Urban Butterfly
What business have you here,
In acrid air, to strain
Through jagged glass and steel
On a cracked asphalt plain.
Faint, shady memory
Of vernal vales of green—
Wind-tossed, long-lost, you fly
Among this tortured scene,
Whose weight could pulverize
Your grace with heartless ease;
And yet you flutter, blithe
And nonchalant—to tease?
Distant Thunder
Oppressive heat in heavy air;
Oppressive light from summer skies;
White clouds glow with a garish glare,
__Menacing as they rise;
Oppressive stillness reigns: no breeze
Rustles the leafy, drooping boughs,
And only rarely from the trees
__A lazy chirp resounds.
Then through the silence, faint at first,
Yet rolling through the stagnant calm,
The rumble of a thunder-burst
__Sounds from a distant realm—
So distant, yet so ominous—
The roar at which Earth quakes in fear,
The rage of angry gods that draws
__Inexorably near.
Hail, thunder!

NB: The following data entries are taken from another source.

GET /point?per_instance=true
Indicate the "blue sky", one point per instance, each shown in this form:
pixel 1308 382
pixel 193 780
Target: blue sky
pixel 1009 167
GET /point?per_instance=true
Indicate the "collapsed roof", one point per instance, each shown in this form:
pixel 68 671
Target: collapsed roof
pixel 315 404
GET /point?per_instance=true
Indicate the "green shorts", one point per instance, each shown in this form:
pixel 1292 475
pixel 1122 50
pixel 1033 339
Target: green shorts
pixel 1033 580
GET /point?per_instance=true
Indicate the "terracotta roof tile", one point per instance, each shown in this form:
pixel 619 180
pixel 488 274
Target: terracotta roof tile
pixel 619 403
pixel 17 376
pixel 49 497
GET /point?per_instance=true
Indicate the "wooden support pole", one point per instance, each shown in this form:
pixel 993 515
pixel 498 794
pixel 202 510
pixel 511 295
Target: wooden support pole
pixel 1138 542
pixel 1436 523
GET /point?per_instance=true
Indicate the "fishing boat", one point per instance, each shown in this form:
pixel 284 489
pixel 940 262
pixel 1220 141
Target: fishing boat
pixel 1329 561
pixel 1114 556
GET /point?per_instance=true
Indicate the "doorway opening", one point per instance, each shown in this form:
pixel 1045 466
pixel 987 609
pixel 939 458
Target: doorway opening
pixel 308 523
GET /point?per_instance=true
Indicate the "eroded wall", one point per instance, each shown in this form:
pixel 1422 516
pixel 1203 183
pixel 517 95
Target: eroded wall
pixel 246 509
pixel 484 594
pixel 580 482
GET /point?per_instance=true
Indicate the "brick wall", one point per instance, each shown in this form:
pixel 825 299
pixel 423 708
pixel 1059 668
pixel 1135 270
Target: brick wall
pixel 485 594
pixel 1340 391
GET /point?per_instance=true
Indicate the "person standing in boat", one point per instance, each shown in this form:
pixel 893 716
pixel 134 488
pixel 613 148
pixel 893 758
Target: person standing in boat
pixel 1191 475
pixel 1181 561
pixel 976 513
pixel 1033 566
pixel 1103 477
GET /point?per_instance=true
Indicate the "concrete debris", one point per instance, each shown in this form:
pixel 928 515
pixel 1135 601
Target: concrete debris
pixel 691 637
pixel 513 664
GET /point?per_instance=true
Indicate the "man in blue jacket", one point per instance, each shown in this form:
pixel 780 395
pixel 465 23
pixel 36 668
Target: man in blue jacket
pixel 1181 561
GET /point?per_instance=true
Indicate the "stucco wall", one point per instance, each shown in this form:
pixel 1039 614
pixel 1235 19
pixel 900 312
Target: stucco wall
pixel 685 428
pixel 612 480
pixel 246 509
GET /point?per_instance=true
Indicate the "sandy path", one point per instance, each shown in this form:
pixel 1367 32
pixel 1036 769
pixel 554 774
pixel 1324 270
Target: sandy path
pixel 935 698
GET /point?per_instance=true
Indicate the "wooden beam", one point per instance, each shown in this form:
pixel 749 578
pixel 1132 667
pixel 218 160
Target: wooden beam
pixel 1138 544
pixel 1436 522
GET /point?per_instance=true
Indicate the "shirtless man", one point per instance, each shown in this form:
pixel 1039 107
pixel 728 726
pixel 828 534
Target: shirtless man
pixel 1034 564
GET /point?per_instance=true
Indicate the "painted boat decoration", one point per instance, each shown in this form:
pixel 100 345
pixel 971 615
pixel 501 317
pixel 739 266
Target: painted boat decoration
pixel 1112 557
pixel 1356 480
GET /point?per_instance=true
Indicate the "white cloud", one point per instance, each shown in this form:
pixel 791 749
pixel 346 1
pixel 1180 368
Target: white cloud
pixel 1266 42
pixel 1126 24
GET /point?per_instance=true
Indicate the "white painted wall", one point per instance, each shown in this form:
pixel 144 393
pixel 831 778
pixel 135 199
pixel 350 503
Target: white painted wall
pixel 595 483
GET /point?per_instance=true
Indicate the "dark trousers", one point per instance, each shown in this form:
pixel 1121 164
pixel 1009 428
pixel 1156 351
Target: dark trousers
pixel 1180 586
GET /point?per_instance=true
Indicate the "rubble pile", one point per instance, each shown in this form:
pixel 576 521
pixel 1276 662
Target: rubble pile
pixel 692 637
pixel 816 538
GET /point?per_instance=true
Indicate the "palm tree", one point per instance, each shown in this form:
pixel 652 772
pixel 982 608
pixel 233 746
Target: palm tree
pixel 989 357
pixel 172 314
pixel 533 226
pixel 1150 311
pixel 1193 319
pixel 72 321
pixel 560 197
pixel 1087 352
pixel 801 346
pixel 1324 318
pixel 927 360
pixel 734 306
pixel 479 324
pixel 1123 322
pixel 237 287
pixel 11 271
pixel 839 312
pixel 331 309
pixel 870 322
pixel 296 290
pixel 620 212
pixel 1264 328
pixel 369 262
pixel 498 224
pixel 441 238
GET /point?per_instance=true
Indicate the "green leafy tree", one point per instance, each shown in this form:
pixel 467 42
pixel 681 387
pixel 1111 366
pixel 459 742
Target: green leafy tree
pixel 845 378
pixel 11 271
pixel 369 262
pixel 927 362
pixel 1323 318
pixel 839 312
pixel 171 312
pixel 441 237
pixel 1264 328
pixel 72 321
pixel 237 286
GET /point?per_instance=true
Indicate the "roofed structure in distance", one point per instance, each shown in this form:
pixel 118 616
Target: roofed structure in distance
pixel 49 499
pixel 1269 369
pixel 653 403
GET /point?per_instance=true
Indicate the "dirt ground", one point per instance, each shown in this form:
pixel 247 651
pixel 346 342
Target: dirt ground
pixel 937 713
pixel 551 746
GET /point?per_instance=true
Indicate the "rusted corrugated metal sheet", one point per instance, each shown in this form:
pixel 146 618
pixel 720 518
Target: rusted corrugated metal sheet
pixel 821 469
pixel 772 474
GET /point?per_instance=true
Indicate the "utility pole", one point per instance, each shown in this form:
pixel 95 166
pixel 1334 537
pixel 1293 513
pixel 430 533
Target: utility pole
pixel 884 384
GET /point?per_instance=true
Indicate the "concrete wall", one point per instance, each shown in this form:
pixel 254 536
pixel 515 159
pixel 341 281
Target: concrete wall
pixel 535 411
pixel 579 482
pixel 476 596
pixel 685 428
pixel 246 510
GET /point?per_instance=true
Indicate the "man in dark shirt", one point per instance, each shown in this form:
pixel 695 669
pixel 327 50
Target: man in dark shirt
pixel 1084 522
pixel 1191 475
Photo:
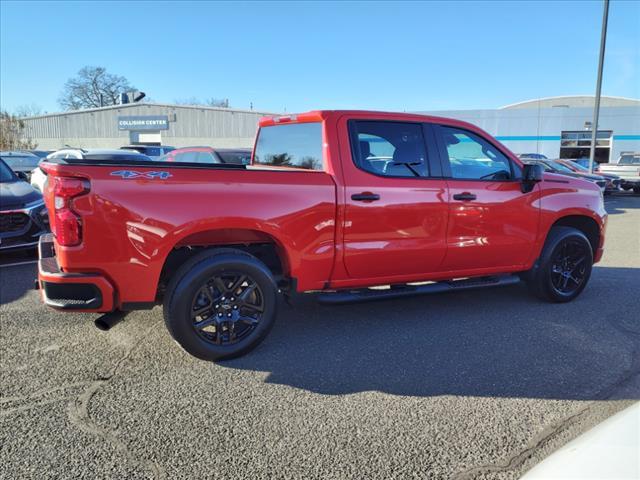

Welcome, roaring storm!
I greet your wild and roiling violence!
Drive out this crushing tedium,
__Oppressing with its silence!
To My Daughter
A woman’s life is hard, they say—and true,
Though now not as our mothers understood:
They battled nature’s facts and custom’s due;
Your battle will be for true womanhood.
Though all men’s ways now lie in reach for you—
Toil, battle, woes, cares, bruises, sweat, and blood—
Your worth is not in rank or revenue:
No woman worth the name deems them her good.
Men’s work pales to hers; she brings forth new life,
Rears it to selfhood; her strength guards the hearth
From vice; her softness mollifies men’s strife.
For her true men will strive for goodness, dare
To greatness, and will wither in her dearth.
The curse of Adam is not Eve’s to bear!